His "all too early" death will be mourned by his family and the legal profession.
But laughter rang out around the Church of the Sacred Heart in Donnybrook, Dublin, yesterday during the funeral service of High Court judge Mr Justice Paul Carney when the late judge's wig was presented by his daughter Rosalind.
Although many judges no longer wear their wigs in court, Judge Carney was a stickler for tradition, often insisting that barristers wear theirs in his courtroom - they always complied.
The wig, said chief celebrant Monsignor Lorcan O'Brien, was one from which Judge Carney "would not be parted".
Msgr O'Brien said Judge Carney was "a devoted servant of the law" for 50 years of his life.

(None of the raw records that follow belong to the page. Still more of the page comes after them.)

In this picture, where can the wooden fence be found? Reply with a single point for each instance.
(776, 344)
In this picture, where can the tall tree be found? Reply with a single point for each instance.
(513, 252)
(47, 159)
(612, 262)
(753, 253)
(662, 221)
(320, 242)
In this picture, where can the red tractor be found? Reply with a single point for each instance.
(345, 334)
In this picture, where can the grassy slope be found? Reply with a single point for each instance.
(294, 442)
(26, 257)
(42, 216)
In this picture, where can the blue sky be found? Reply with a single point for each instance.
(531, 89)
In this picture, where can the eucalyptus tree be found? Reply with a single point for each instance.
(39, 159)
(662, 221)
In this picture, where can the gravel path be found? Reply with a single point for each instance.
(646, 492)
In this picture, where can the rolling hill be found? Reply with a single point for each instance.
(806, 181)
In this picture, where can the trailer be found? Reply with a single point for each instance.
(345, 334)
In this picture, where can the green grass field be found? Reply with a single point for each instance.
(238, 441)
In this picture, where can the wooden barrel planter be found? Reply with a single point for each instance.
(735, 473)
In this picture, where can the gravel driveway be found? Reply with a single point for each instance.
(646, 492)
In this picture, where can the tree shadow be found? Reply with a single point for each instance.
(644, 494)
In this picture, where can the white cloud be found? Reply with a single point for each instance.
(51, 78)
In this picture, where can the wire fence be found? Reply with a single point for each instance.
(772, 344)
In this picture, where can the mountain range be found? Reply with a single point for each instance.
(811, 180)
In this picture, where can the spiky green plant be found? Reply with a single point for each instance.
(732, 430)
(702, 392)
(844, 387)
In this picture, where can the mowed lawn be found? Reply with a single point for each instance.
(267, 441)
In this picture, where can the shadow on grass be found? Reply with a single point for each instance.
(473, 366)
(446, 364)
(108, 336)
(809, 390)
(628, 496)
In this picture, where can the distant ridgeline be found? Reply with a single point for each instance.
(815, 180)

As the country's most senior criminal law judge, he "knew better than most about human sin and evil and depravity," Msgr O'Brien told mourners including Judge Carney's wife Dr Marjorie Young and their children Rosalind, Philip, Jules and Jonathan.
"In the face of that knowledge, he remained a wise and just man," said Msgr O'Brien in his homily, adding that the late judge must have accepted trials during his long tenure on the bench - including some of the most serious criminal law cases to come before our courts - "at some significant cost to himself".

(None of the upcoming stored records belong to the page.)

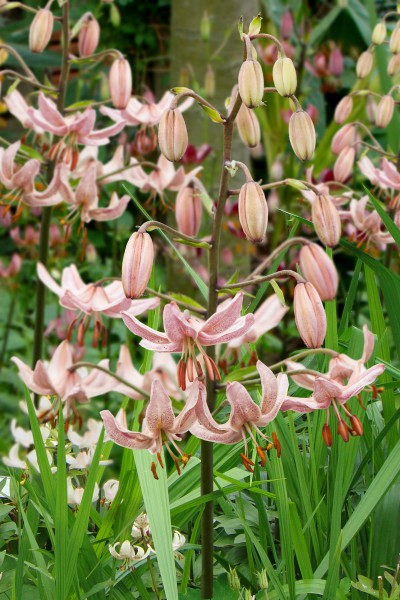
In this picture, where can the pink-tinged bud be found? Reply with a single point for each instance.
(302, 135)
(379, 34)
(344, 164)
(394, 43)
(364, 64)
(346, 136)
(394, 65)
(326, 219)
(284, 76)
(137, 264)
(343, 109)
(248, 127)
(89, 36)
(319, 269)
(188, 210)
(41, 30)
(327, 435)
(287, 25)
(120, 81)
(384, 111)
(336, 63)
(253, 211)
(309, 315)
(251, 83)
(172, 134)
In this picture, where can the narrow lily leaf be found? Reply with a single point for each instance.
(156, 501)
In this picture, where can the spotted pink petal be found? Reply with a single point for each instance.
(124, 437)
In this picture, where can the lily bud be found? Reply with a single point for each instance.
(253, 211)
(364, 64)
(384, 111)
(319, 270)
(346, 136)
(251, 83)
(379, 34)
(89, 36)
(284, 76)
(326, 219)
(302, 135)
(188, 210)
(41, 30)
(137, 264)
(343, 109)
(344, 164)
(309, 315)
(172, 134)
(120, 80)
(394, 43)
(248, 127)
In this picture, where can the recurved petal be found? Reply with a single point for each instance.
(124, 437)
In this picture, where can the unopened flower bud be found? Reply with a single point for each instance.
(251, 83)
(394, 43)
(89, 36)
(120, 80)
(384, 111)
(394, 65)
(343, 166)
(326, 219)
(345, 136)
(172, 134)
(364, 64)
(379, 34)
(343, 109)
(284, 76)
(302, 135)
(319, 269)
(327, 435)
(253, 211)
(137, 264)
(188, 210)
(248, 126)
(309, 315)
(41, 30)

Judge Carney, who was diagnosed with pancreatic cancer last November, reluctantly retired from the bench last April after reaching the age of 72.
Almost all judges of the Superior Courts (Supreme, Court of Appeal and High Court) attended the funeral service, as well as many judges from the Circuit and District Courts.
Judges, serving and retired, who attended included the Chief Justice Mrs Justice Susan Denham, former Chief Justices Mr Justice Ronan Keane and Mr Justice John L Murray, as well as the President of the High Court, Mr Justice Nicholas Kearns, and his wife Eleanor.
Retired Supreme Court judge Mrs Justice Catherine Mc Guinness, Brendan Ryan, the CEO of the Courts Service, David Barniville SC, Chairman of the Bar Council, and Ken Murphy, Director General of the Law Society, were also among a large number of people who attended the funeral service in Donnybrook.
Retired Supreme Court Judge Mr Justice Donal Barrington, with whom Judge Carney had devilled as a young lawyer, was also amongst the mourners.
Director of Public Prosecutions Claire Loftus, and Minister for Communications Alex White, former Tánaiste Mary Harney, former leader of the Progressive Democrats Des O'Malley, and former Minister Pat Rabbitte, as well as the British Ambassador to Ireland Dominick Chilcott, were also in attendance.
The President Michael D Higgins and Taoiseach Enda Kenny were represented by their respective aides-de-camp Colonel Michael Kiernan and Commandant David Foley.
Five symbols of the late judge's life, including his wig, were brought to the altar.
Other symbols included Judge Carney's conferring parchment, a radio "to which his ear was usually attuned", and a Swedish book representing his early life and family - Judge Carney had lived in Sweden for two years as a child with his parents, both celebrated Celtic scholars.
Judge Carney's gavel was presented by Ann Solan, his loyal tipstaff of many years, who is also a cousin of the late judge.
The eulogy was delivered by retired solicitor John Rochford, a friend of the late judge who said he had decried the "awful increase" in violent crimes, including stabbings.
Mr Rochford said that Judge Carney, a "very fair" and a "very private" man, had successfully advocated for the abolition of the verdict of 'guilty but insane' for murder offences and had supported a change to our homicide laws to encourage more guilty pleas.
Mr Rochford said Judge Carney was a traditionalist and a conservative who lamented the loss of authority of the Catholic Church and who wanted to retain the tradition of wearing wigs and gowns in court to emphasise the importance of court process and procedures.
Special prayers were led for victims of violence and hatred.
The family of Judge Carney also thanked many courts staff who had assisted Judge Carney, including his long-serving registrar Mary Feerick and his former registrar Liam Convey.